ROUSSEAU, Du contrat social (1762)

La force ne peut constituer un droit puisque ce droit ne peut être durablement garanti?: le plus fort n’est jamais assez fort pour le rester durablement. On peut toujours rencontrer plus fort (ou plus nombreux que soi). L’âge même nous affaiblit naturellement.


« Un Etat est une communauté humaine qui revendique le monopole de l’usage légitime de la force physique sur un territoire donné. » 

Max WEBER, Le Savant et le Politique (1919)

Seul l’État est habilité à utiliser la violence : cela fait partie des prérogatives qui lui sont confiées par « la volonté générale ». Chaque citoyen délègue à l’État (police, armée) l’usage de la violence en échange de la garantie que l’État l’emploiera pour faire valoir le droit de chacun.

B) La sanction juridique

Pour faire appliquer le droit, l’État peut appliquer des sanctions. Mais quel est le but de la sanction juridique ? Le but final de cette contrainte est la protection du citoyen.

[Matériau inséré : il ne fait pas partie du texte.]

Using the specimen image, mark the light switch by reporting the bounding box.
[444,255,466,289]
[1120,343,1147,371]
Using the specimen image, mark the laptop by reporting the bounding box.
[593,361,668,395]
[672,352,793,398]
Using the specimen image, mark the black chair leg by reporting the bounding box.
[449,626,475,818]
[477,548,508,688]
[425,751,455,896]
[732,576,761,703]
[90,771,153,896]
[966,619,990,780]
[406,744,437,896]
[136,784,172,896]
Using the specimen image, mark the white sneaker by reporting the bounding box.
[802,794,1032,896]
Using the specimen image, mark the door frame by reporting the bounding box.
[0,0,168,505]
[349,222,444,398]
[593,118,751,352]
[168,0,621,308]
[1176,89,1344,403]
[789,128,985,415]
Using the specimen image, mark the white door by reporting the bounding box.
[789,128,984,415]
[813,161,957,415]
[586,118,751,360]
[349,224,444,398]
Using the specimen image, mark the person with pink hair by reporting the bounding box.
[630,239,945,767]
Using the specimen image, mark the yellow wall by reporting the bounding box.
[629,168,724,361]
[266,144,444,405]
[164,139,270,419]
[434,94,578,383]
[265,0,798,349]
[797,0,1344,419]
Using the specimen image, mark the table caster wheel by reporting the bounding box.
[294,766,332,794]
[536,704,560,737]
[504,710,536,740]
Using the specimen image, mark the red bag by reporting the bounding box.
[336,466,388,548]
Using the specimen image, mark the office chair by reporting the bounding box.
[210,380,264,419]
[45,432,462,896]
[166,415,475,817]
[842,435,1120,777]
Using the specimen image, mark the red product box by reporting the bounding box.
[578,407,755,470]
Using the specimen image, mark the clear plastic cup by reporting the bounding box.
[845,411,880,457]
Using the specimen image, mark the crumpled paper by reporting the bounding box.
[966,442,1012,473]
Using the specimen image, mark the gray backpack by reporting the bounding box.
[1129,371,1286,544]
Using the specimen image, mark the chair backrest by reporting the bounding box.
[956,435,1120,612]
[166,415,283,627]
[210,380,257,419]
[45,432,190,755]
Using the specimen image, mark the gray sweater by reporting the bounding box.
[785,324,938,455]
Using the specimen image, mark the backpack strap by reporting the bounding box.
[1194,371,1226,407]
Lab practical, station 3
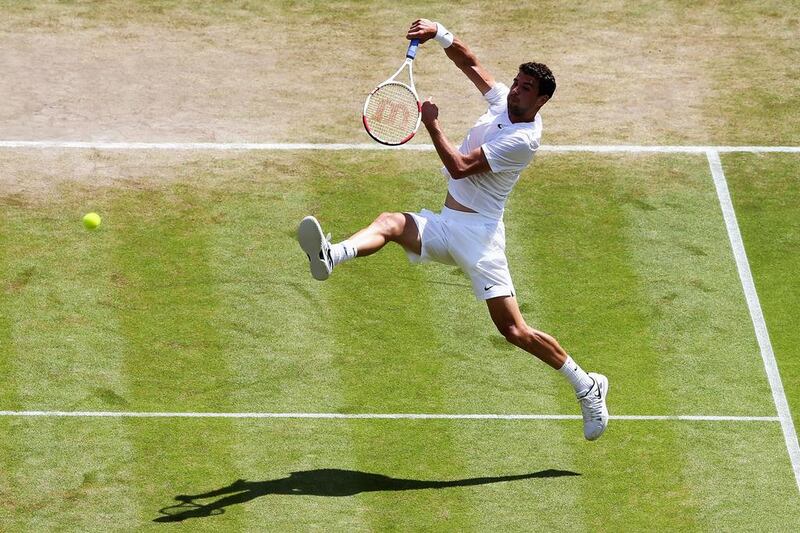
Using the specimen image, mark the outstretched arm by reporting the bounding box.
[406,19,495,94]
[422,100,491,180]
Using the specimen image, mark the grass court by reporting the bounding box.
[0,2,800,531]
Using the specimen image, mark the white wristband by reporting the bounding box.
[433,22,455,48]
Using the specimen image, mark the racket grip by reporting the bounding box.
[406,39,419,59]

a/ Les moyens : une infraction envers la loi a ainsi deux conséquences majeures :

      • La punition de celui qui enfreint le droit (justice pénale).
      • La réparation envers celui qui est lésé (justice civile).

b/ Les effets visés par la sanction juridique

      • La prévention par l’intimidation, dans le but de faire respecter les règles. La sanction sert à marquer les esprits, à créer la peur. (Ex. : exécutions publiques en France jusqu’en 1939).
      • La protection de la société : enfermer c’est empêcher le délinquant de récidiver durant la période d’enfermement.
      • L’amélioration de l’individu qui a fauté (idéalement). Généralement, la justice entend faire respecter les règles mais aussi ramener dans le droit chemin celui qui a fauté. Cependant, ces deux pôles sont souvent contradictoires.

7.   LE DROIT ET L’ÉTAT

A) Le droit doit imposer des limites à l’État

La justice et le droit sont donc appliqués par l’État. Mais ce pouvoir doit lui-même être contrôlé, sans quoi l’État serait au-dessus des lois : la Constitution d’un État, qui détermine les fondements d’un régime politique, est un ensemble de lois premières que les lois du Droit ne peuvent transgresser.Lorsque les intérêts de l’État sont en jeu (guerre), la raison d’État est considérée comme supérieure au droit ordinaire : notion de raison d’État.
Ex. : En 1940, l’Assemblée nationale, au nom de l’intérêt supérieur de la Nation, confie les pleins pouvoirs au Maréchal Pétain qui va gouverner en s’appuyant sur la raison d’État.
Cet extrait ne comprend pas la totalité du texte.